Evidence shows base models already contain reasoning capability in latent form; RL training optimizes deployment timing rather than capability creation. Hybrid models recover 91% of performance gains by routing tokens only, and activation vectors for reasoning strategies pre-exist before any RL.
Controlled experiments show RL consistently amplifies one format distribution from pretraining within the first epoch while collapsing alternatives. The winning format depends on model scale, not necessarily performance, and is largely hidden when starting from proprietary pretrained models.
Even GRPO-trained models show sharp performance drops on out-of-distribution variants (N-1 test sets) compared to in-distribution problems, indicating RL optimizes template-matching rather than genuine problem-solving procedures.
RL training compresses behavioral diversity in search agents through the same entropy collapse mechanism documented in reasoning—policies converge on narrow reward-maximizing strategies. SFT on diverse demonstrations preserves exploration breadth, suggesting diversity-preservation techniques are essential for RL search scaling.
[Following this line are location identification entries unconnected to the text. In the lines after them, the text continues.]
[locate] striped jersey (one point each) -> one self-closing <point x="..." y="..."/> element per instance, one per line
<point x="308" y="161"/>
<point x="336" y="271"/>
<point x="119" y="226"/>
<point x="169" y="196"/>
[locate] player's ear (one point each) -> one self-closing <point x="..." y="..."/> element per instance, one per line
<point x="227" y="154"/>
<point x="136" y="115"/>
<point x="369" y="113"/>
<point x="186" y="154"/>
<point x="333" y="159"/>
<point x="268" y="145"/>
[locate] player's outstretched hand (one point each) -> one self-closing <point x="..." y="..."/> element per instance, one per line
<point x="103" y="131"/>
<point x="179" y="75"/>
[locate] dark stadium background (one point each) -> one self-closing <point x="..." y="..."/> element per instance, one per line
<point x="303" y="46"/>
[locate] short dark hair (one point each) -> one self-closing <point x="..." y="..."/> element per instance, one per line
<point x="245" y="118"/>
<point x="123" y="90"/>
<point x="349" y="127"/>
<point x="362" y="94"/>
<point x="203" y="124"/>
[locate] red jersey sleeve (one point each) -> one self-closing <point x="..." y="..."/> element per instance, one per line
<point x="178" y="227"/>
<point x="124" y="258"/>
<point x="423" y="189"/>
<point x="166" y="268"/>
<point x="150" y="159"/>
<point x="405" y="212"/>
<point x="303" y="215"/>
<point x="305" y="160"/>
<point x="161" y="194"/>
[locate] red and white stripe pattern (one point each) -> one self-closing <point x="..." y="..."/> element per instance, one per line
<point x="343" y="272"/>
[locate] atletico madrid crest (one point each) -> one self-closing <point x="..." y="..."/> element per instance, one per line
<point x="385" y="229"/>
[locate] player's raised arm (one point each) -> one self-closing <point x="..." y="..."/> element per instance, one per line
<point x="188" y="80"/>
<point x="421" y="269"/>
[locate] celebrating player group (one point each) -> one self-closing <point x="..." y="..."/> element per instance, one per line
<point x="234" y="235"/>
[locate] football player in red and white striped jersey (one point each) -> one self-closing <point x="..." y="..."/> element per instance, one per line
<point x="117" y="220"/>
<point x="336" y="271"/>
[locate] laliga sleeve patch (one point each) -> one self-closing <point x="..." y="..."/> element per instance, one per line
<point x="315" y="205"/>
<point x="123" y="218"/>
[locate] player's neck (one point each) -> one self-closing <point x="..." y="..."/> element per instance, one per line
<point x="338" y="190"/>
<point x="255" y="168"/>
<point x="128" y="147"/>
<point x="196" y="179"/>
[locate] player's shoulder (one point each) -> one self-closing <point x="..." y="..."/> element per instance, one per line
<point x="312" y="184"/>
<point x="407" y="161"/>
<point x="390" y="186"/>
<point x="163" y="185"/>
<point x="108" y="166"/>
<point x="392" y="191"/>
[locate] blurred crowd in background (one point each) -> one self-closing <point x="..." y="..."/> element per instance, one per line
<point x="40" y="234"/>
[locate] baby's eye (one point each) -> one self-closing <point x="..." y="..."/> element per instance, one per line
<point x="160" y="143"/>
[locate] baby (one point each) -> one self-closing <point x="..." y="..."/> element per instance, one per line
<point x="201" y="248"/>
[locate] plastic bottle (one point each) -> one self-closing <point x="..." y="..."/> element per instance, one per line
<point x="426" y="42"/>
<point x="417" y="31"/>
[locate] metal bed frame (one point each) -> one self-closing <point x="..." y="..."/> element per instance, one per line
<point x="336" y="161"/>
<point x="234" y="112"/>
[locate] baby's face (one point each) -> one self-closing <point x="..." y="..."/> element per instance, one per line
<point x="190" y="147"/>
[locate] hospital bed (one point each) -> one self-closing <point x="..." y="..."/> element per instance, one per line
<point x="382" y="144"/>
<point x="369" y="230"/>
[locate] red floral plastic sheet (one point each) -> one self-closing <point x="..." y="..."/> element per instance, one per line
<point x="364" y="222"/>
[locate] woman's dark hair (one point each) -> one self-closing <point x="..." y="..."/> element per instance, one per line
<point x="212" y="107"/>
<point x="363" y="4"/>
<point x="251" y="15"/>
RLAG rewards both answer accuracy and explanation rationality by cycling between augmented and unaugmented generation, progressively internalizing coherent knowledge structures. This outperforms SFT because it prioritizes reasoning quality over token-level correctness.
Across seven RL algorithms and ten LLM families, RL induces intrinsic parameter sparsity of 5–30% without explicit regularization. Critically, these sparse updates are nearly full-rank and nearly identical across random seeds, indicating structural rather than arbitrary parameter selection.
RL's effects concentrate in structurally sparse but full-rank subnetworks across multiple algorithms and models. Suppressing wrong trajectories—rather than amplifying correct ones—appears to be the primary mechanism, with training following a predictable two-phase pattern of procedural consolidation then strategic exploration.
Across eight models, RL training consistently shows a first phase where execution correctness drives learning, followed by a second phase where strategic planning becomes the bottleneck. Planning token entropy increases while execution entropy stabilizes, and concentration of optimization on planning tokens yields significant performance gains.